Governor of North Darfur
- In office 14 June 2015 – April/May 2018
- Deputy: Adam El Nahala
- Preceded by: Osman Kebir
- Succeeded by: Al-Sharief Mohamed Abad

Personal details
- Born: Abdel-Wahid Youssef Ibrahim
- Occupation: Politician, engineer

= Abdel-Wahid Youssef =

Sudanese politician

Abdel-Wahid Youssef Ibrahim is a Sudanese engineer and politician. He served as governor of North Darfur between June 2015 and April/May 2018.

==Career==
Youssef is an engineer. On 14 June 2015 Youssef succeeded Osman Kebir as governor of North Darfur. Upon his arrival he was immediately asked by people from the Zamzam camp for protection against militias and the providing of basic services. In July 2015, shortly after starting his term as governor, he stated he wished to fight harsly against armed gangs and criminals. Emergency actions were declared by the North Darfur government, bans were also instituted against check points set up by others than the army or police, wearing of face-covering veils, vehicles without license plates and the carrying of arms by non-regular forces. In the capital of North Darfur, El Fasher, unlicensed vehicles were seized, shots were also fired between security forces and militias. Youssef warned both the Sudanese Armed Forces and the government-supported militia Rapid Support Forces that they also would be held accountable to the law.

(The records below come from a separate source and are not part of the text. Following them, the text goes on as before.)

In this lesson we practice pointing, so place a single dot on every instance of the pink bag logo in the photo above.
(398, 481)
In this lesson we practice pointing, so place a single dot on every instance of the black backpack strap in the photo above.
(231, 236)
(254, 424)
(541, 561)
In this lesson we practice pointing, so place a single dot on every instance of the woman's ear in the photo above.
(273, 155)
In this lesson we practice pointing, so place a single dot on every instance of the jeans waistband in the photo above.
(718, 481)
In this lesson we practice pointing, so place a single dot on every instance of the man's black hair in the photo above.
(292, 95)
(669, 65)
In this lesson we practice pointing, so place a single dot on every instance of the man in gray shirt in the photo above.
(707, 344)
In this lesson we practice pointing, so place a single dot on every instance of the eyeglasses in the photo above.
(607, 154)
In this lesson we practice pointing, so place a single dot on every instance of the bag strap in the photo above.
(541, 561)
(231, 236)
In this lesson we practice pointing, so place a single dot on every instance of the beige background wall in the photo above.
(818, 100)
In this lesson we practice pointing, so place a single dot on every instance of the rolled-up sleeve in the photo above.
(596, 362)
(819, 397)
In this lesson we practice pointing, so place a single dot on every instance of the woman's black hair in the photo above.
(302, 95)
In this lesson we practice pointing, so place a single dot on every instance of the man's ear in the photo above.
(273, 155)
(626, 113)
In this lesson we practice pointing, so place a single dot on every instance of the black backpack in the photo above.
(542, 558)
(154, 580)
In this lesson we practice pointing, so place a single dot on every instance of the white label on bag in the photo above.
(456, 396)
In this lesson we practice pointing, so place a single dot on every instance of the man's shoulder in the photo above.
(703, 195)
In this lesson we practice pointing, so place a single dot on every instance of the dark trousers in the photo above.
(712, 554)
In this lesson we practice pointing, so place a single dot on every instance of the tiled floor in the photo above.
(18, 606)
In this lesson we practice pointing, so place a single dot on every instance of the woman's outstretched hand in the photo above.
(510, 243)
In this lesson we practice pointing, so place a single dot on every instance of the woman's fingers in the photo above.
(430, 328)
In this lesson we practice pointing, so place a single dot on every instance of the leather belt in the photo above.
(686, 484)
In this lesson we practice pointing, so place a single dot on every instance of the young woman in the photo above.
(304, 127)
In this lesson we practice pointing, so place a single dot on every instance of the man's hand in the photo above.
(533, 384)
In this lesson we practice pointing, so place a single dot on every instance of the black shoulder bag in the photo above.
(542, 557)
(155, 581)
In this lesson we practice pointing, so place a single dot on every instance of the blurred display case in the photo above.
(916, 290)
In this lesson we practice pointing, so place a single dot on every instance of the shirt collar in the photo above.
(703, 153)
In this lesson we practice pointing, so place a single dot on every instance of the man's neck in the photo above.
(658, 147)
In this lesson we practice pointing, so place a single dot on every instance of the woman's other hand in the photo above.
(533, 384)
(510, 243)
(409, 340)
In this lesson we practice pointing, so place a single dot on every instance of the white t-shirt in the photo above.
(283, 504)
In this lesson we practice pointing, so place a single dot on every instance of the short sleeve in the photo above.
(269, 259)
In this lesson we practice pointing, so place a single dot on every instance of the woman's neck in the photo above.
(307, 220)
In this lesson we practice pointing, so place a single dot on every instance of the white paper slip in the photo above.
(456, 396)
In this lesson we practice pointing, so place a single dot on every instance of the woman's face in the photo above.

In August 2015 a North Darfur official stated that the government under Youssef banned flights by the United Nations–African Union Mission in Darfur (UNAMID). Youssef's government refuted the claims, stating that only the federal government would be able to do so.

During Youssef's term in office in 2016 tens of thousands of Darfuri refugees returned from eastern Chad to North Dafur.

In April 2018 Youssef criticized the slow progression of UNAMID's activities regarding the stabilisation plan in North Darfur. He called for a change of mandate or the actual use of its possibilities. He also wanted more infrastructure development by UNAMID. By 18 May 2018 an acting governor was in charge of North Darfur and by 30 May Al-Sharief Mohamed Abad had taken over as governor.